My code is as bellow (unnecessary parts are removed):
A_0 = torch.ones(num, dtype=dtype)
A_0_hpu = A_0.to("hpu")
A_1 = torch.ones(num, dtype=dtype)
A_1_hpu = A_1.to("hpu")
htcore.mark_step()
for j in range(n):
if j == 0:
B_hpu = torch.add(A_0_hpu, A_1_hpu, alpha=2)
else:
B_hpu = torch.add(B_hpu, A_0_hpu, alpha=2)
htcore.mark_step()
I profiled above code with flag HABANA_PROFILE=1
and could observe below error when n
is quite large (in my case, n
>= 60 for 16 MB tensors, A_0_hpu, A_1_hpu, B_hpu
). Can you figure out the reason of error?

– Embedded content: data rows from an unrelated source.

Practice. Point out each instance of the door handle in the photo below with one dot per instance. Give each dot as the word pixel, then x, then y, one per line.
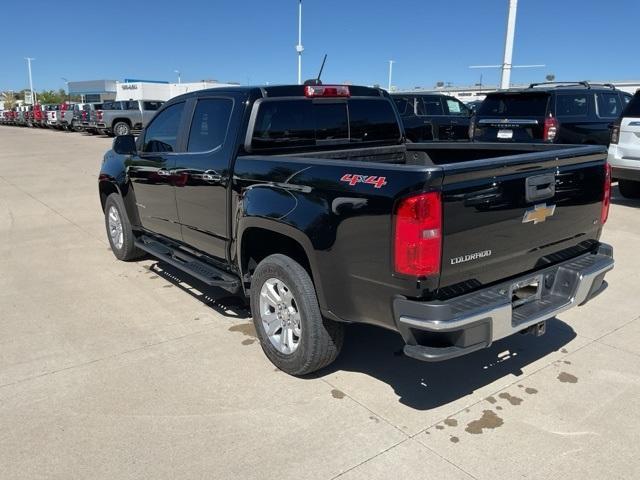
pixel 211 176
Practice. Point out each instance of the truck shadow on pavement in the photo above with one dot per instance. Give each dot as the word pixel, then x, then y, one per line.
pixel 378 353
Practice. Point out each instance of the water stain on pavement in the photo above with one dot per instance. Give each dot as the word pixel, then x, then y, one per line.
pixel 510 398
pixel 244 328
pixel 335 393
pixel 565 377
pixel 489 420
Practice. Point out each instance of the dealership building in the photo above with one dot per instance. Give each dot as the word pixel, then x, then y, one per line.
pixel 133 89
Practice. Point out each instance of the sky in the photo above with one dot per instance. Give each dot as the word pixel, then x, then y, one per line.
pixel 253 41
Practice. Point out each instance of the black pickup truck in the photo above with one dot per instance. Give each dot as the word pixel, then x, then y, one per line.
pixel 308 201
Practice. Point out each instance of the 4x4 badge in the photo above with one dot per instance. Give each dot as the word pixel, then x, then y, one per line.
pixel 539 213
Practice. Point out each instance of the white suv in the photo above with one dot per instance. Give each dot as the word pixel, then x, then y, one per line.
pixel 624 150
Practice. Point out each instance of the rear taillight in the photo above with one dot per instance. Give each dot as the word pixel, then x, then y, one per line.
pixel 418 235
pixel 327 91
pixel 550 129
pixel 615 133
pixel 606 197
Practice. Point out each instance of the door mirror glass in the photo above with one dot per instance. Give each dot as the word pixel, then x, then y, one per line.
pixel 125 145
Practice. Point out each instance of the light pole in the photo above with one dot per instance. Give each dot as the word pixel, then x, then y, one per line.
pixel 33 98
pixel 299 47
pixel 68 92
pixel 507 65
pixel 505 79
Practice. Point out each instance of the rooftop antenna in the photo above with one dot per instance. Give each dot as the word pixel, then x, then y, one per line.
pixel 317 81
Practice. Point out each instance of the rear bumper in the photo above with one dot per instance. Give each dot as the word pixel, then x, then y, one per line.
pixel 439 330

Internal Error: Received signal - Segmentation fault
Segmentation fault (core dumped)
FYI, the reason I put two mark_step()
s is that I can get more clean “Analyzed Nodes” results (profiling results) after adding them. I can get only one node (e.g., “fusedTPCNode_0_0”) after adding them (I am not confident about this. It might be wrong description). Also, profiler seems to not capture the torch.add() if the resulting tensor is not used without mark_step()
.